Cette fois, on en sait un peu plus sur l’histoire que l’on va nous raconter dans ce second opus des aventures de la princesse Aurore. Cette dernière souhaite se marier avec son bien-aimé le Prince Phillip, ce que lui refuse catégoriquement sa mère adoptive, Maléfique. Qu’à cela ne tienne, la Reine Ingrith prend la jeune femme sous son aile pour l’émanciper du joug toxique de la sorcière.

Evidemment, cela n’est pas du goût de Maléfique qui compte bien ne pas se laisser faire.

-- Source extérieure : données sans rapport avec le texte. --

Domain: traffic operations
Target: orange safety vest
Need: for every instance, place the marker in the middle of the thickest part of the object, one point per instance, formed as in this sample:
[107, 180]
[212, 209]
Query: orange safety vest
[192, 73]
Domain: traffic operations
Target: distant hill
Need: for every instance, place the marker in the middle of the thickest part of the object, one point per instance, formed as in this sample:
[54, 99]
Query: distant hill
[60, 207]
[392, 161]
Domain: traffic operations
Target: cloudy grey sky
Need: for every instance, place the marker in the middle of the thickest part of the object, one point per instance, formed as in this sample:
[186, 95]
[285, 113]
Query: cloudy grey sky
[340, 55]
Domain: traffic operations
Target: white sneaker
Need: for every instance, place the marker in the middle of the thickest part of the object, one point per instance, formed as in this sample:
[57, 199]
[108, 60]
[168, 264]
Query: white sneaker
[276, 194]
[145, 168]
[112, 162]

Elle va déchaîner toute sa magie noire pour assouvir son désir de vengeance, mûe par une colère indescriptible. On apprend aussi que Maléfique a « passé des années à chérir un humain » et qu’il était temps qu’elle pense à « son propre peuple. » Elle sera donc épaulée par d’autres créatures semblables, ce qui risque de déclencher une guerre totale contre les humains.

Aux cotés d’Angelina Jolie et Elle Fanning, on retrouve Michelle Pfeiffer dans le rôle de la Reine Ingrith. Chiwetel Ejiofor, Ed Skrein, Robert Lindsay et Harris Dickinson (le Prince Philippe), complètent le casting. À noter le retour de Sam Riley dans le costume de Diaval, Imelda Staunton dans le rôle de la fée Hortense, Juno Temple et Lesley Manville dans celui de la fée Florette.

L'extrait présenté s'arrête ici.